This post is gonna colour me in an unpleasant light, but never mind – I want to get something off my chest.
My being able to go on this trip that I’m planning and starting next week is not lucky. I am not so lucky for being able to go.
Now that that’s said, allow me to elaborate. I appreciate the sentiment when you say I’m lucky, and that really you just mean that I’m gonna have an awesome time and probably that you’re envious of my ability to go. But I am not lucky.
I have no mortgage. No debts to pay. No girlfriend/wife/children to consider. I had a decent job that paid well that I could leave and potentially return to a few years later. I have enough money to reasonably finance a trip like this with no financial hardship being necessary.
None of that is by luck – it’s all by design.
I could have bought a house years ago, taken out a loan for that nice car, found myself a girlfriend and settled down, but I did none of those things. I’ve had to save 50% of my salary every month for the last few years to be able to afford this trip. That isn’t luck, it’s discipline not to spend all my money on things I want, or need. It’s sacrificing a swinging social life and not spending loads on meals out and shows every weekend.
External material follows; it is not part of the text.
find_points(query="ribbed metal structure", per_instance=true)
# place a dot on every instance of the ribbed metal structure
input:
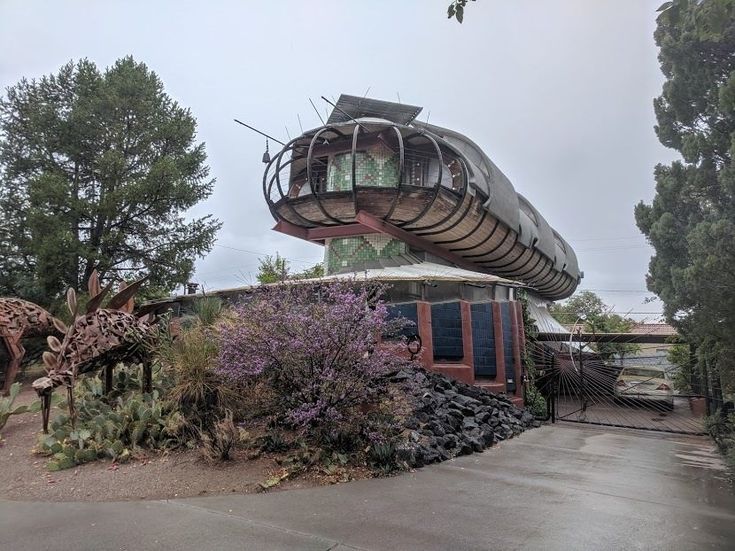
(429, 181)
I resent being told I’m lucky being able to do something like this when it’s taken literally years of effort to not only earn the money it’s going to cost, but to then save it and budget my life around not spending it as well. If I’d won the lottery and thus was able to afford it, then I’d be lucky. But I didn’t. I know that’s going to make me sound somewhat indignant, but fuck it.
I’m not lucky. Call it… fortunate, certainly, but not lucky.